The ultimate cult artist, it is hard to think of another American who had such an impact on rock music as a whole while being almost completely unknown to his countrymen as Scott Walker.

Walker (born Scott Engel, the name his songs are often credited to) grew up in Texas, New York City and Southern California but found fame in mid-1960s England as part of the Walker Brothers at the same time that U.S. audiences were going crazy for British groups. The non-related Walker Brothers were a vocal trio who married soaring vocal harmonies, Spectoresque production techniques, Spaghetti Western soundtrack arrangements and a decidedly dark lyrical worldview into one uniquely melodramatic package.
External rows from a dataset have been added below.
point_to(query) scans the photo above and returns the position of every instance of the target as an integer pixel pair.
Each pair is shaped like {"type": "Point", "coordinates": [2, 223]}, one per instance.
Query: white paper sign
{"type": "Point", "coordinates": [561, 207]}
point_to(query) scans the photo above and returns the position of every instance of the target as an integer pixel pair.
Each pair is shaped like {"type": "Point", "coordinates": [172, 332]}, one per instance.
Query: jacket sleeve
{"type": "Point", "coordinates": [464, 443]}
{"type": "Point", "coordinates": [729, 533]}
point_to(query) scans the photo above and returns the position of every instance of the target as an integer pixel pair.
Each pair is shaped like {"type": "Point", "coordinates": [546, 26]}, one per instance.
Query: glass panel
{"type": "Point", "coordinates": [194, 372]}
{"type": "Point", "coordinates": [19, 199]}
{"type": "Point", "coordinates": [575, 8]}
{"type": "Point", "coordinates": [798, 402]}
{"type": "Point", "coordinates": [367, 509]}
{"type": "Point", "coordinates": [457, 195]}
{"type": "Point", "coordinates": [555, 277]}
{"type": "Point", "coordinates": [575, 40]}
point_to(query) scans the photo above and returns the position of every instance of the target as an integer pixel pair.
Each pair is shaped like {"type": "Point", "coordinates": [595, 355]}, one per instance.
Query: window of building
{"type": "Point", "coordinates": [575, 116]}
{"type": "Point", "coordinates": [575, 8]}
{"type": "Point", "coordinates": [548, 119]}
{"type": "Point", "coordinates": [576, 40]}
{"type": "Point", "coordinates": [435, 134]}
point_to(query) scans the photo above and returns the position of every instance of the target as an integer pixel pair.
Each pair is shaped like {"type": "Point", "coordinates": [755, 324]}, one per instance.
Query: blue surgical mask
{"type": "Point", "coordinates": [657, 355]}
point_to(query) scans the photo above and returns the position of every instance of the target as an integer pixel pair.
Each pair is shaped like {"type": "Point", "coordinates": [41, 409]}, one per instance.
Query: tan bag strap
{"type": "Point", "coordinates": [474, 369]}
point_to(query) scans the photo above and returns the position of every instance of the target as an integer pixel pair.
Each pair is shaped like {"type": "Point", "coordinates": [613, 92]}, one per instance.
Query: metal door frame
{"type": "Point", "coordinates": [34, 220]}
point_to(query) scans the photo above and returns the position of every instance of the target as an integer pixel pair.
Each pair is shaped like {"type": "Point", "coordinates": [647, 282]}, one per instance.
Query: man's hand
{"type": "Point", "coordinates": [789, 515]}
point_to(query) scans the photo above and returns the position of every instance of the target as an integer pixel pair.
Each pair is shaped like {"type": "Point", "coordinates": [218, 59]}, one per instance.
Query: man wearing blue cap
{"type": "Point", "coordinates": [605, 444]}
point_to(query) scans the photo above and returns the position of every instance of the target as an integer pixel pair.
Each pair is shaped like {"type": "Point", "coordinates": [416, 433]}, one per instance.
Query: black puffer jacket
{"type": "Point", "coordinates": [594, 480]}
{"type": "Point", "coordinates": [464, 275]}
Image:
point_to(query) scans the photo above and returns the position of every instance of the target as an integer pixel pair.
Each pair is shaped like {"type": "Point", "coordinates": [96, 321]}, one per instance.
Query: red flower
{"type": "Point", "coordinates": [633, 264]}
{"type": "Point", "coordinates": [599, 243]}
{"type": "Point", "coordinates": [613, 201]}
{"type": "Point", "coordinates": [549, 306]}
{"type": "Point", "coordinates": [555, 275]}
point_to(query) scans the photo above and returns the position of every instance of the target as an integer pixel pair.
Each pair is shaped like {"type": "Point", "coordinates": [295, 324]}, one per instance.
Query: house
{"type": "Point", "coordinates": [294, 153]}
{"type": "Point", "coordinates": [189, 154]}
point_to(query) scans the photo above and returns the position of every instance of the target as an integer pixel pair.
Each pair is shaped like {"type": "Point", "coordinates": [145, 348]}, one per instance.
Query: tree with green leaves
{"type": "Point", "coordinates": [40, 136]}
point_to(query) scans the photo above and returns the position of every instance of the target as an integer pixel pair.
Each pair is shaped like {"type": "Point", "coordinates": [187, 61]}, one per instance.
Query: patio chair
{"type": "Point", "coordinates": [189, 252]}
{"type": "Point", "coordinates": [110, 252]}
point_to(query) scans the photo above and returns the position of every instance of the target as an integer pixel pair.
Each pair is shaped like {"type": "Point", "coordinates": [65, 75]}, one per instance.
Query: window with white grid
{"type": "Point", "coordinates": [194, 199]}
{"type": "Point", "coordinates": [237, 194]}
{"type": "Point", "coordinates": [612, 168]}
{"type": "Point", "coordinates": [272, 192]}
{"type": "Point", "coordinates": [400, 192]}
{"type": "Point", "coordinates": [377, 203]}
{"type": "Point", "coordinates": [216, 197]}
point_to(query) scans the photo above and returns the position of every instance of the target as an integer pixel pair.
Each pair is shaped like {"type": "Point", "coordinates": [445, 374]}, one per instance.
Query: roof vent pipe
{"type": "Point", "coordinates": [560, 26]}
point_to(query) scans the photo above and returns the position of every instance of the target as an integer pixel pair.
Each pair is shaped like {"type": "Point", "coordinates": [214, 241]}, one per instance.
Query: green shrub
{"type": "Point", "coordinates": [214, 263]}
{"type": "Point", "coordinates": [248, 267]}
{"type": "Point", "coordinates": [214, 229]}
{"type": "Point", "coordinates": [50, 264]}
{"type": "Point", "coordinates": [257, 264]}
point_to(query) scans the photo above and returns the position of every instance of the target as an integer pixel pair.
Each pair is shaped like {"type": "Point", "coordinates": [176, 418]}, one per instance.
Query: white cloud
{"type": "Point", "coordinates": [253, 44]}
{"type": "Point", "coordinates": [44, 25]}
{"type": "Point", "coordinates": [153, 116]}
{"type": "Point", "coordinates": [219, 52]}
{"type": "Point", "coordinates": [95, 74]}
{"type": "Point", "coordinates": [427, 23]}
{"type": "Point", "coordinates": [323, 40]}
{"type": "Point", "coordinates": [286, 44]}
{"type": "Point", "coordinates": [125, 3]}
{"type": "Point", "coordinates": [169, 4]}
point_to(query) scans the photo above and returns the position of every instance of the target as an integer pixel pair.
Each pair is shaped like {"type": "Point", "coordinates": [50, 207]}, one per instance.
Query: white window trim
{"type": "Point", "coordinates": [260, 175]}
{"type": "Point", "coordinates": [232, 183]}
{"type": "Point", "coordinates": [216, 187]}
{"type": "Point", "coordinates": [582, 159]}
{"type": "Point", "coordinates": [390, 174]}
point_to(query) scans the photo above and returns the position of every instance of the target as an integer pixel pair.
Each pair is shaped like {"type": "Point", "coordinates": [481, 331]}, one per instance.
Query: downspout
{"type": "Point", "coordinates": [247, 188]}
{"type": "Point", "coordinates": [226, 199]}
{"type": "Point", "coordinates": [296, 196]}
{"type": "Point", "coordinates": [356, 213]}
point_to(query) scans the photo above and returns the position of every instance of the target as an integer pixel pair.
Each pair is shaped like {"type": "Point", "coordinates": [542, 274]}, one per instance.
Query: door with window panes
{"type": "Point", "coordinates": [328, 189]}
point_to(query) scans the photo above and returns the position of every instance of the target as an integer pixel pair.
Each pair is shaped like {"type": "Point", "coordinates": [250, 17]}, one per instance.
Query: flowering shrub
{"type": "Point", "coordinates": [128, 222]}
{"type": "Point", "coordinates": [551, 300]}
Scott Walker’s voice (probably the most beautiful male non-soul voice of the rock era) and increasingly free-thinking beatnik attitude was at the center of the band’s appeal. Although the Walker Brothers became huge in Europe and boasted a fan club bigger than even The Beatles, Walker’s eccentricity cast a pall over the band’s public persona, in part because he recoiled at having his hair pulled out by crazed fans and in part because his French girlfriend introduced him to the world-weary, socially-charged, yet romantic songs of Jacques Brel.

Scott had already begun writing ambitious, twisted, highly literate numbers with the Walker Brothers but he upped the bleakness quotient even further when he launched an initially successful solo career (variety TV show included) in 1967. Alternating covers of standards and translations of Brel tunes with his distinctly arty and pained original numbers, Scott Walker albums of this period marry classic pop craftsmanship and string-laden arrangements with lyrics about doomed love affairs, dreams dashed and lives left unfulfilled (imagine a successful collaboration between Jack Jones, Neil Diamond, Bob Dylan, and Jean-Paul Sartre). While his first three solo efforts (Scott, Scott 2, and Scott 3) were chart successes, the entirely self-penned Scott 4, widely considered his masterpiece of the period, was released in 1969 under is real name, Scott Englel, and failed to chart at all.

As the public moved on to swarthy, dirt-encrusted 1970s guitar rock, the ever-elusive Scott Walker slowly withdrew from public view. Reuniting with the Walker Brothers later in the decade, Scott’s voice had already lost some of its former majesty but this mirrored his newfound interest in the synth-driven avant-garde, which he helped revolutionize to major critical success and minor public attention via four extrordinary tracks on the final Walker Brother’s album Nite Flights and later on his olny solo outing of the 80’s, Climate of Hunter.

Walker disappeared again but artists as diverse as David Bowie, Julian Cope, Bryan Ferry, Ultravox and Marc Almond championed his unique body of work, citing him as a primary influence on their careers (Cope even put out a retrospective of his favorite Walker tracks in 1981 titled “Fire Escape in the Sky: The Godlike Genius of Scott Walker” which introduced him to new audiences).

This helped keep the shy recluse’s reputation alive until he resurfaced in 1995 with Tilt, a challenging, deeply unsettling album that completely strips off the dark romanticism that once filtered light through in his work. Walker went on to compose a film soundtrack (Pola X), write and arrange scary songs for German cabaret artist Ute Lemper, produce Pulp’s excellent album We Love Life (2001) and acted as guest artistic director of the prestigious British Meltdown arts festival’s 2000 edition.

Instead of living up to the stereotype of the tortured artist, recent interviews have Scott Walker coming across as plainspoken, unpretentious and honest. He is currently recording for the 4AD label, which includes a large roster of artists who were influenced by his work.